En entendant les appels, Ma Wu se réveilla, désigna le peuplier brisé devant lui, puis A Lai, avant de s'évanouir à nouveau. Un policier prit rapidement des photos du peuplier brisé et de la scène.

Peu après, l'ambulance est arrivée et a transporté Ma Wu à l'hôpital pour des soins d'urgence.

Alai et Yingying ont également été « invités » à monter dans la voiture de police 110 et emmenés au poste de police.

Les deux individus ont été conduits au poste de police et interrogés dans des pièces séparées.

A-Lai a été emmené par un policier dans une pièce d'environ dix mètres carrés.

L'agent Wang désigna le banc, indiquant à A-Lai de s'asseoir et d'attendre. Il s'assit ensuite au long et large bureau en face d'A-Lai et alluma son ordinateur.

Ah Lai jaugea l'officier Wang, qui paraissait calme et posé.

L'agent Wang, le regard perçant, consultait son ordinateur en sirotant son thé. Remarquant qu'A Lai l'observait, il demanda

: «

Quelle rancune tenace nourrissez-vous

? Comment avez-vous pu le frapper si violemment

? Vous lui avez tellement défiguré le visage qu'il a même vomi.

»

Alai allait s'expliquer.

L'enregistreur est entré par l'extérieur.

L'agent Wang lança un regard noir à Alai et dit à l'enregistreur : « Commençons l'interrogatoire. »

Ah Lai découvrit que cet interrogatoire de routine était différent du passé ; il s'agissait d'une enquête approfondie et délibérée sur ses antécédents.
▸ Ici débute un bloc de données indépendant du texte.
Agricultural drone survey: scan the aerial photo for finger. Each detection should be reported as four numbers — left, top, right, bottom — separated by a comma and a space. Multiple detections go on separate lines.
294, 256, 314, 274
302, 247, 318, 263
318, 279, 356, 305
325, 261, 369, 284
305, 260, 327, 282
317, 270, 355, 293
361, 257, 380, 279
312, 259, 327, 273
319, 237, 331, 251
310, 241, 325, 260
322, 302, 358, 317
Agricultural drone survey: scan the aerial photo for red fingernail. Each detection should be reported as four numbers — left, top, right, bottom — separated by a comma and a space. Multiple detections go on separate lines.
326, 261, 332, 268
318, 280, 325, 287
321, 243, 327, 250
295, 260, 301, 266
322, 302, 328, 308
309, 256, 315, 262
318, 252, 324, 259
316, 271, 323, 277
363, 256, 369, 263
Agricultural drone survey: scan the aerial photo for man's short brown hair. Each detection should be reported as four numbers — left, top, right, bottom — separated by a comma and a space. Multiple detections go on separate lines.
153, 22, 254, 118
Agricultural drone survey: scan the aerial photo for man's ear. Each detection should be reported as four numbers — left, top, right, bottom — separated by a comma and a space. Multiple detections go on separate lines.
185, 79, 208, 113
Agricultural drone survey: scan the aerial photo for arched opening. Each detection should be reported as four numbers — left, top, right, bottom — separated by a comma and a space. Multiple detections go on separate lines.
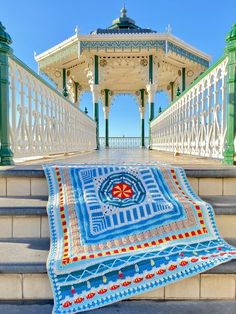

Une fois son interrogatoire de routine terminé, l'agent Wang prit le téléphone et demanda d'un ton sévère : « Vous vous souvenez maintenant ? Combien de fois êtes-vous venu à notre poste de police ? »

Alai a dit calmement : « Si je me souviens bien, c'est la quatrième fois. »

L'agent Wang dit froidement : « Tu es vraiment formidable, Tianlai. Je savais que tu allais encore avoir des ennuis. »

«Veuillez me donner des détails sur ce qui s'est passé.»